Julia arrived at the hospital not much later and tried to take a deep breath and calm her nerves before exiting her car. Just walk with confidence, she told herself. Don’t hesitate or appear confused in any way. Just walk normally.
She entered the building. It took a moment or two for her eyes to adjust to the dimmer interior. It felt so comfortable and cool as opposed to the blazing heat outside. She walked over to the elevator and rode up to Rain’s floor.
So far so good.
Unfortunately, Rain was situated quite a way down the corridor and wasn’t a quick walk from the elevator. Keeping her head turned to the side as if glancing into the rooms along the way, she strode straight down the corridor and into Rain’s room. She let out a breath of relief when she found that no one else was in the room with her.
She stepped forward. Rain lay on her back, face slightly turned toward the window, eyes closed. She walked up to the bed and could hear her soft, rhythmic breathing. A sense of longing came over her. She missed hearing that sound beside her in the bedroom. She hated to awaken the sleeping beauty, but she hadn’t gone there to watch her sleep, after all.

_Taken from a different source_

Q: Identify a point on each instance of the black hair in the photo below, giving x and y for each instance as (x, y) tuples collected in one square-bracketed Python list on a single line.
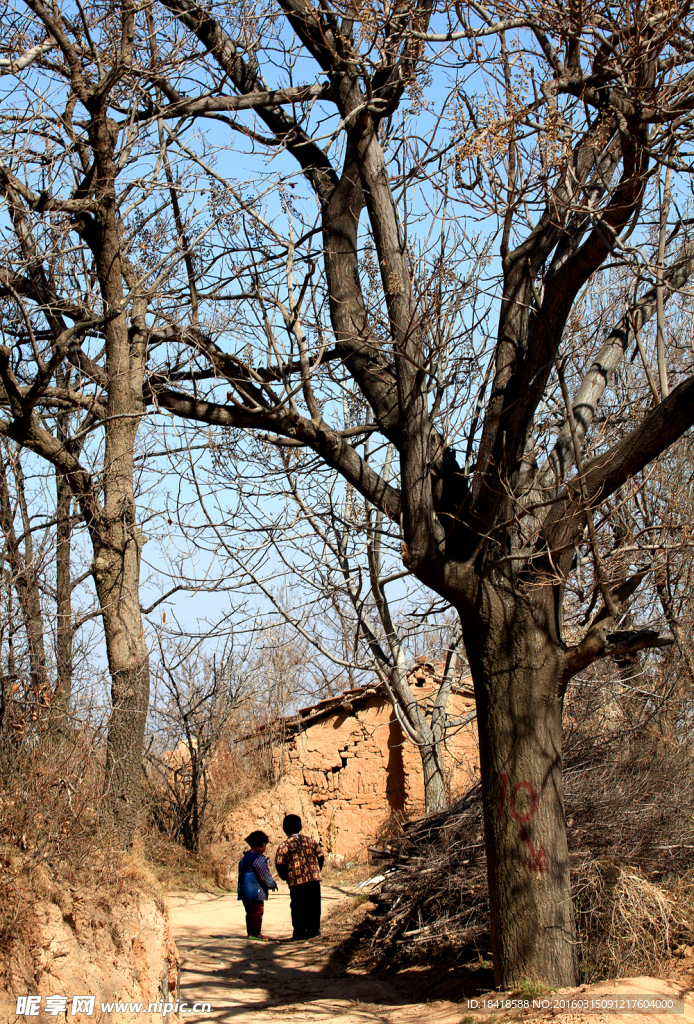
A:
[(291, 824), (257, 839)]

“Rain,” the doctor said. “Oh, Rain.”
Rain moaned and stirred in her sleep.
“Rain, wake up, honey.”
Rain’s head turned slightly toward the doctor and then her eyes fluttered open. Recognition hit and her eyes bulged in fear as she sucked in a deep breath.
Instinctively, before she could think of the consequences, Julia slapped a hand across Rain’s mouth before she could scream. “No, no, no, please hush. It’s okay. I’m not here to hurt you. I know you’ve been through so, so very much, babe. I only want to help. Rain, I know you’re not crazy and you know you’re not crazy. You don’t belong here. Let’s get you out of this place. You don’t deserve this. The police are doing all they can to find the crazy woman that did this and I have every reason to believe they’re very close.”
Rain moaned and squirmed. She frantically shook her head from side to side and fiercely struggled to free herself from the doctor’s grasp.
“Calm down. Please just calm down. It’s okay. You can relax. I’m here to save you. It’s very important that we get you out of here now because I overheard a very nasty conversation. Rain, they want to commit you indefinitely. You don’t want that, do you?”
Rain continued to shake her head vigorously but at this point, Julia wasn’t sure if it was because she was still trying to get away or if she was agreeing that she did not want to be committed.
“Just get up and slip your shoes on and let’s go. We’ll get you anything you need at the house. Now can I pull my hand away from your mouth without you screaming? I’m not your enemy. I’m trying to help you. Will you let me save you?”
Rain nodded and the specialist slowly pulled her hand away. She hadn’t gotten it an inch away from her face, however, when Rain began to scream for help.
“Okay, we’ll do this the hard way,” the deranged doctor said, squeezing Rain’s carotid artery at the side of her neck.
Once the woman went unconscious, she began to pull her up off the bed. The doctor knew she was screwed either way. She was either going to get caught, or she would make it out of the hospital with Rain and savor whatever time she had left with her.